EASTERN PROMISES
BBC History UK|September 2024
Lured by rich trading prospects, from the 17th to the 19th centuries Britain attempted to cultivate relations with China sometimes successfully, but often disastrously. Kerry Brown explores the troubled but ultimately vital links between two ambitious realms
Kerry Brown
EASTERN PROMISES

China may feel like an exotic destination to many Britons – far distant and undeniably other, culturally and politically. Yet China’s influence permeates our daily lives. It was where we originally sourced tea, the first advert for which appeared in London as early as 1658. It was where the technology for making porcelain came from, inspiring the likes of Josiah Wedgwood and Josiah Spode. It was where a huge number of flowers now flourishing in our gardens were first found, collected by botanists and explorers from the 18th century onwards. And it has, of course, produced so much of the technology that today fills and powers our homes.
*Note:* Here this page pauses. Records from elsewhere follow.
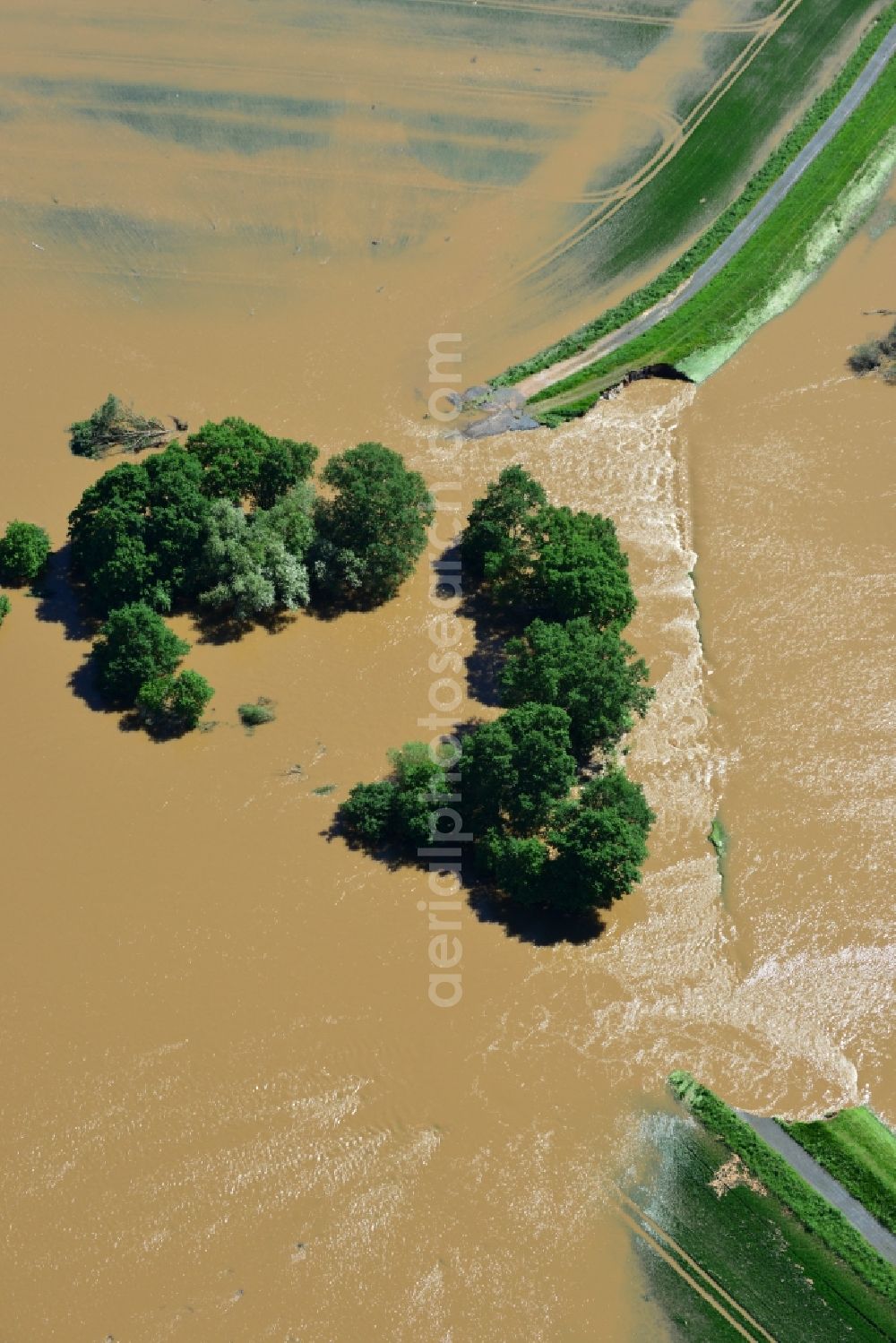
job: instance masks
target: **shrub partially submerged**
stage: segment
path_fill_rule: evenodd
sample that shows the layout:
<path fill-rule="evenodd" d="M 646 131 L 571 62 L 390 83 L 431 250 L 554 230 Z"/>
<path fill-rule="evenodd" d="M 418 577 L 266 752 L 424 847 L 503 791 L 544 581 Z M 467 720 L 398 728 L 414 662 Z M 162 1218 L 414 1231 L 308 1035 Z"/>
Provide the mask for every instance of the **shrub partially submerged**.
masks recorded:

Often unappreciated and sometimes tucked out of sight, China’s contributions to British life today are nonetheless tangible – and largely positive. As these examples show, links between the two nations go back centuries. And, despite the fractious tone of the political relationship today, coloured by arguments about Hong Kong, human rights and espionage, much of that history involved people from both places discovering, appreciating and learning from each other.

The first English efforts to make formal contact with China came during the reign of Elizabeth I, who sent letters to the Chinese imperial court proposing trade.

“We are borne and made to have need one of another, and that we are bound to aide one another,” the queen wrote in one missive. None of her letters ever arrived, but China remained on the minds of English traders and merchants. And the East India Company, established in 1599–1600, made launching trade with the far east a key priority.